The Vice Squad determined moonshining was the only reason to make these purchases from the hardware and feed store.

During questioning, Lang admitted he worked for Williams and Rosier and that the materials in his truck were for a still. Lang also said he was heading for Ocala. Either they did not ask him for the location of the still or the Times is missing that portion of the report.

A warrant was issued for Williams’ arrest for possession of a still. He turned himself in the next day and was identified by the hardware store owner as the man who purchased the equipment that was loaded onto Lang’s truck.

Williams then posted the $1,500 bail.

“As Williams was released and standing on the sidewalk,” the Vice Squad report reads, law enforcement had the owner of the feed store point him out “as being the man to whom he had sold scratch feed on” two or three occasions.

The Times could not learn what came of these charges.

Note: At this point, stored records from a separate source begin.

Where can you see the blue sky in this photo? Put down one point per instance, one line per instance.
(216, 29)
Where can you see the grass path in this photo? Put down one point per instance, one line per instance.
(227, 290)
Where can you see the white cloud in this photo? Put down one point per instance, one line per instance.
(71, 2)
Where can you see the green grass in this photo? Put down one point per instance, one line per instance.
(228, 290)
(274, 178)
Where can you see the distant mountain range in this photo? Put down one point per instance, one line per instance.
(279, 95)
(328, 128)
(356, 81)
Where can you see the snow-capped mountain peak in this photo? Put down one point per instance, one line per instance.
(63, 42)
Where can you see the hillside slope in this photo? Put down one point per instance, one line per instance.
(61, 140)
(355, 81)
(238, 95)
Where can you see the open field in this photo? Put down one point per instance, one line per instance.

In September 1955, according to the Tampa Tribune, the Vice Squad found what was allegedly Williams’ still in Brooksville.

“Small Army of Lawmen Raid Big Still in Hernando,” reads the headline. The article reports that the still was “one of the most complete and extensive whiskey operations they have ever encountered.” It included two 500-gallon capacity stills, an electric pump for bringing in water, 15 gas cylinders, eight gas burners, 4,600 gallons of moonshine ingredients and 129 fermentation barrels.

They discovered the still, according to the newspaper, by following Williams from a Tampa stakeout. The newspaper did not provide further information.

Williams escaped into the swamp during the raid but later turned himself in.

The Times could not discover the outcome of the trial but, by then, according to the Tampa Tribune, officers upgraded Williams’ description. They declared him the “moonshine kingpin.”